I suggest that if mental illness is such a boon to our society, perhaps we should stop trying to cure it—as that is antithesis to society’s best interests. As Koenig says (by way of “JAQ”), “Could they be pointing the way for people of faith and others to follow, so that the care, love and service provided to the mentally ill by them would demonstrate to the world the best of what it is to be human? Would that be possible without the help of those with mental illness, without their pain?” He literally says that “the best of what it is to be human” may not even be possible without other people suffering with mental illness. Why would we want to lose that? Followed to the logical conclusion, we’d stop trying to cure the mentally ill immediately. In trying to cure these people, we are operating against humanity’s best interests, if we adopt Koenig’s explanation.

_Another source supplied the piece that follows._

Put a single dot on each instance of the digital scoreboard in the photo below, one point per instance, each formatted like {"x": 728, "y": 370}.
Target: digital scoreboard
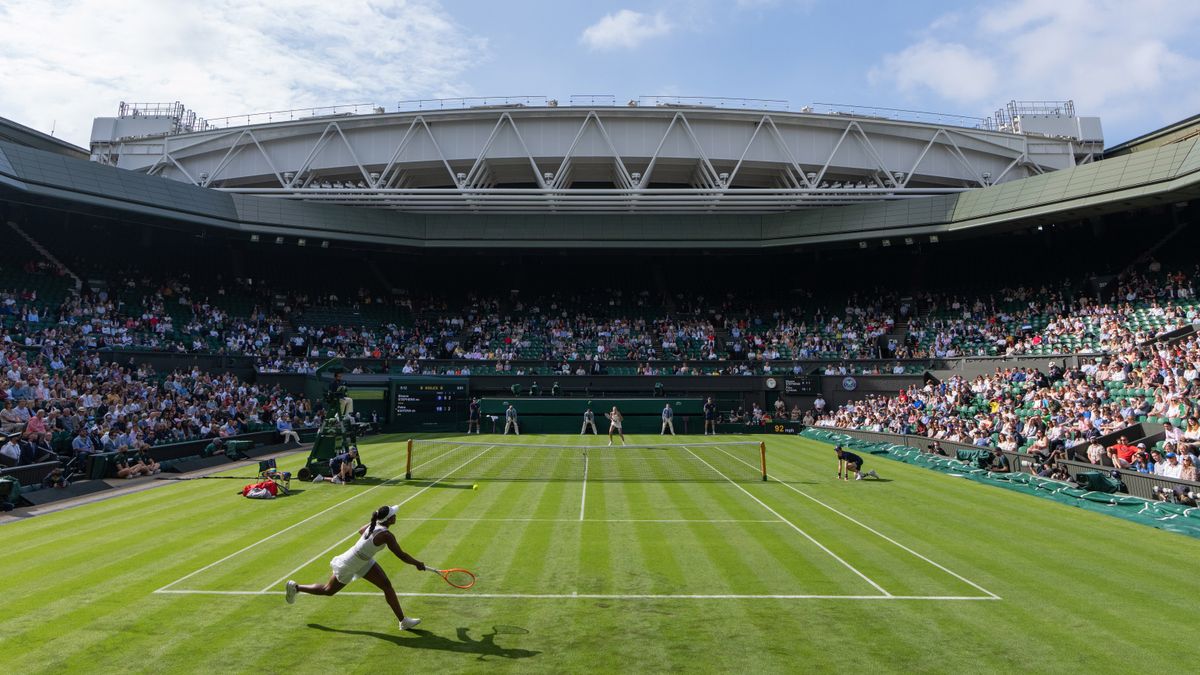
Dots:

Koenig and I agree about one thing—however, we likely have different reasons. When Koening “asks,” “Does this mean that religious congregations need persons with mental illness in their midst in order to be fully functional, caring communities? It’s worth thinking about,” I fully agree this is worth thinking about. I think about it quite a lot, in fact. It’s not uncommon for the church to actually work against family and social interest in order to propagate harm that they then use as evidence of a fallen world—or as Koenig unwittingly notes, justification for their existence. Simply put: They need suffering, and this bias often conflicts with truly robust efforts to end it.
The most obvious example of their inability to see their counterproductive efforts is when they denounce abortion, while simultaneously opposing accurate and thorough sex education, access to birth control, and even arguing against condom use. Not only is the only solution they will accept abstinence, but they fight viciously against any attempts to implement solutions that would allow anyone to operate successfully outside of their religious teachings—teachings which, coincidentally, create suffering by compounding the problem of unplanned pregnancies—a problem they then use as the springboard to justify a need for people to do things god’s way, because if we practiced abstinence, we wouldn’t have this problem they have greatly inflamed. And it doesn’t matter to them that “abstinence” has proven a dismal failure throughout all of human history. All that does matter is that they need people who do not comply with their religion to suffer for it—because they need this suffering, as Koenig notes, “to be fully functional, caring communities.” In fact, it allows them to appear to be caring—while propagating immense social harm. I would add, in fairness, religious people are generally just like everyone else in that they most often desire to do the right thing. But their innate humanity and their biased need to protect, promote, and create justifications for their religion are far too often at cross purposes. Another well documented and overt catalog of this type of pervasive harm coming out of a misguided religious impulse to “help,” can be found in Hitchens’ analysis of the work of Mother Teresa.
I don’t expect the lay Christian to see the contradiction, any more than I expect Koening to understand how he sounds to someone who doesn’t listen with the same religious bias.